H. ist eine Aktivistin der „Identitären Bewegung“ in Dresden. Genau wie die anderen Aktivistinnen, ist H. immer wieder Teil der Aktionen der IB. So nahm sie an der „Besetzung“ des Justizministeriums in Berlin im Mai 2017 teil. Als im Sommer 2017 gegen das „identitäre“ Hausprojekt der „Kontrakultur Halle“ demonstriert wurde,  war H. vor Ort und unterstützte das rechtsextreme Projekt.

Aline M.

M. gehört ebenfalls zur IB Dresden. Auch sie taucht immer wieder bei den öffentlichkeitswirksamen Aktionen der Rechstextremen auf. Sie war bei der „Besetzung“ des Justizministeriums dabei, wie auch bei den Protesten rund um das IB-Haus in Halle. Zusammen mit „Paula Winterfeldt“ hat sie mehrmals am „Laut gedacht“-Podcast teilgenommen. Einem Videoformat der Identitären-Kader Alexander K. und Philip T.

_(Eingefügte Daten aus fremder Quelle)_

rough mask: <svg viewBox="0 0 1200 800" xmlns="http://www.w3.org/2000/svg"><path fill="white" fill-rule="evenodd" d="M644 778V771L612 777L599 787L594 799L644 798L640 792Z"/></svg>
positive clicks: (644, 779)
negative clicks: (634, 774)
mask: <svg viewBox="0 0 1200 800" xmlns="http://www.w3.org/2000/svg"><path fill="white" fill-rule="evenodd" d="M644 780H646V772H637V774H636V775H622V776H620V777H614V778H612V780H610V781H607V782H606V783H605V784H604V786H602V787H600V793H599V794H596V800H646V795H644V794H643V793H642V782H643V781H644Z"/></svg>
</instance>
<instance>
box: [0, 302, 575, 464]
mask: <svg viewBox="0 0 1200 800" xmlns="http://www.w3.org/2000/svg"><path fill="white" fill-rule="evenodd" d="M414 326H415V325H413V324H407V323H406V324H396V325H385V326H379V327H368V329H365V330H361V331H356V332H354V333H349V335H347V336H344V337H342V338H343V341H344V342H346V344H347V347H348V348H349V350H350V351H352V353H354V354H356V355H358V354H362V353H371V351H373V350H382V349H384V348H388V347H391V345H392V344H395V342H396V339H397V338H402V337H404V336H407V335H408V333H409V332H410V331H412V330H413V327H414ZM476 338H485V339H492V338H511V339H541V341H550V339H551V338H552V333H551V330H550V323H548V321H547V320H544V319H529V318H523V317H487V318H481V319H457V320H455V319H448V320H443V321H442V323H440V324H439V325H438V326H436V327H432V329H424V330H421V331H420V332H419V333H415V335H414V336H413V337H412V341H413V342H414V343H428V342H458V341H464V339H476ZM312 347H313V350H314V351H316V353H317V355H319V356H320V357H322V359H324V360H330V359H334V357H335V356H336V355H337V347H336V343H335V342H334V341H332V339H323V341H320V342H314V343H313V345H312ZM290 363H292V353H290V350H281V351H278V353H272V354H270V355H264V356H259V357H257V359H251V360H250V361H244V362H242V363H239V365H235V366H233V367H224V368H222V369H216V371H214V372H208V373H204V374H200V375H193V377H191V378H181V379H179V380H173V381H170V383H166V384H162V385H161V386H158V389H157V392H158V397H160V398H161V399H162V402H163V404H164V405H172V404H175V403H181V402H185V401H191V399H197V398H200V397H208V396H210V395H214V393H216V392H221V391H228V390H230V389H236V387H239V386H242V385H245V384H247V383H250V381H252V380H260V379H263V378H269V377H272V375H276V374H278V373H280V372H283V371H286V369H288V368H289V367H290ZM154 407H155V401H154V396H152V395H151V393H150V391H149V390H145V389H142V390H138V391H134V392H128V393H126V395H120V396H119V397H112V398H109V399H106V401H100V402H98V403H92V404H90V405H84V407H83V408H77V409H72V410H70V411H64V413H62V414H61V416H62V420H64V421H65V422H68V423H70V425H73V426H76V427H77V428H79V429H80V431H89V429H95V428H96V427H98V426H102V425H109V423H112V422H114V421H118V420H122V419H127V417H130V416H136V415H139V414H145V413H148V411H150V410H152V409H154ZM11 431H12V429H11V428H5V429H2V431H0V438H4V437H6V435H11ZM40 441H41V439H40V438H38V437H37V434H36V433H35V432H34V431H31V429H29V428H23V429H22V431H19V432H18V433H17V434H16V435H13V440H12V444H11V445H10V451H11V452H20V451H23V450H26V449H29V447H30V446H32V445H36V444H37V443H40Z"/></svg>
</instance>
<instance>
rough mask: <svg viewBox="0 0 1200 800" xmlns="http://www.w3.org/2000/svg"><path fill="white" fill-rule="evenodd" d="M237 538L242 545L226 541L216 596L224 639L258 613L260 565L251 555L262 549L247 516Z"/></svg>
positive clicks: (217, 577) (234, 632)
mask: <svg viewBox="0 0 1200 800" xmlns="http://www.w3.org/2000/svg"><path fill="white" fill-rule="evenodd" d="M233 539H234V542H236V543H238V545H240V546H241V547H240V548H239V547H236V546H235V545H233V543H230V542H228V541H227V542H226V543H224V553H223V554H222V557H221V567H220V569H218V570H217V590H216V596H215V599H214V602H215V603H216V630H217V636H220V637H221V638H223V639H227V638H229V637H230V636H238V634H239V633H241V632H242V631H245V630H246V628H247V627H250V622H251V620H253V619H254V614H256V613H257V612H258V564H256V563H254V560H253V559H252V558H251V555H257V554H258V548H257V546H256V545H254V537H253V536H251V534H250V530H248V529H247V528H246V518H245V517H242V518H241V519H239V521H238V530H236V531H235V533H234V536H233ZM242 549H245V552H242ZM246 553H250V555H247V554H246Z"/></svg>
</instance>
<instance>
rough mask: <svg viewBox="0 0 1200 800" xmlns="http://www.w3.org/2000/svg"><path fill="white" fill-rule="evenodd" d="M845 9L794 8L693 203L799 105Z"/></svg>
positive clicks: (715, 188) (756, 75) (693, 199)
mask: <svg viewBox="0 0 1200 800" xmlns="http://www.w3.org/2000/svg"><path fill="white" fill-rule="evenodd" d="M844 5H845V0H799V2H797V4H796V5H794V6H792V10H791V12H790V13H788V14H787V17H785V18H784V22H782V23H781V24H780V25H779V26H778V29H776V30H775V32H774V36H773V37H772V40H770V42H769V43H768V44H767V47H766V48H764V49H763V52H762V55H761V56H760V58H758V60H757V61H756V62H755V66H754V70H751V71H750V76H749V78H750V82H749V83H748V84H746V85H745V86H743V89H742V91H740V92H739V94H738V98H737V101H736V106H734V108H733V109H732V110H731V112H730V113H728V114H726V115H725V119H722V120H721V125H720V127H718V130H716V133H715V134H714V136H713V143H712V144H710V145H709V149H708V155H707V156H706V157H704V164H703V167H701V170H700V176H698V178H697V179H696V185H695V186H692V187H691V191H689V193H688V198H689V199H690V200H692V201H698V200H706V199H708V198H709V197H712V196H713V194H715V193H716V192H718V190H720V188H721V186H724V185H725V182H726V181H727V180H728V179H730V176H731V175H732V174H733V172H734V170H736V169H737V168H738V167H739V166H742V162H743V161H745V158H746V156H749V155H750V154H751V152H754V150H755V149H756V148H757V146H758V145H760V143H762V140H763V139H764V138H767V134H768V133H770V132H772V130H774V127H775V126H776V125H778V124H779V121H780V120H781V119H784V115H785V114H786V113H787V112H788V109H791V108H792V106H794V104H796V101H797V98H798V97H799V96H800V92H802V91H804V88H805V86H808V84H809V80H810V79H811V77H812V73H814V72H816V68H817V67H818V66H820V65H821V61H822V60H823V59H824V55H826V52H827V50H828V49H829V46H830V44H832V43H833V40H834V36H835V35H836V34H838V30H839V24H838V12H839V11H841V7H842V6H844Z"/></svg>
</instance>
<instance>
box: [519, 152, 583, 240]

Die Behauptung, dass man es bei #120db mit einer organisch gewachsenen Aktion zu tun hat, unter deren Schirm Frauen aus verschiedenen Umfeldern zusammenkommen, erscheint bei genauerer Betrachtung eher unrealistisch. Mindestens die Hälfte der gezeigten Personen kommt aus der Mitte der „Identitären Bewegung“: Aktivistinnen, die immer wieder an Aktionen teilnehmen. Martin Sellner hat bereits angekündigt, dass #120db noch nicht zu Ende ist. Wer der Frauen dann im Vordergrund steht und welche Rolle Sellner übernehmen wird, wird sich zeigen.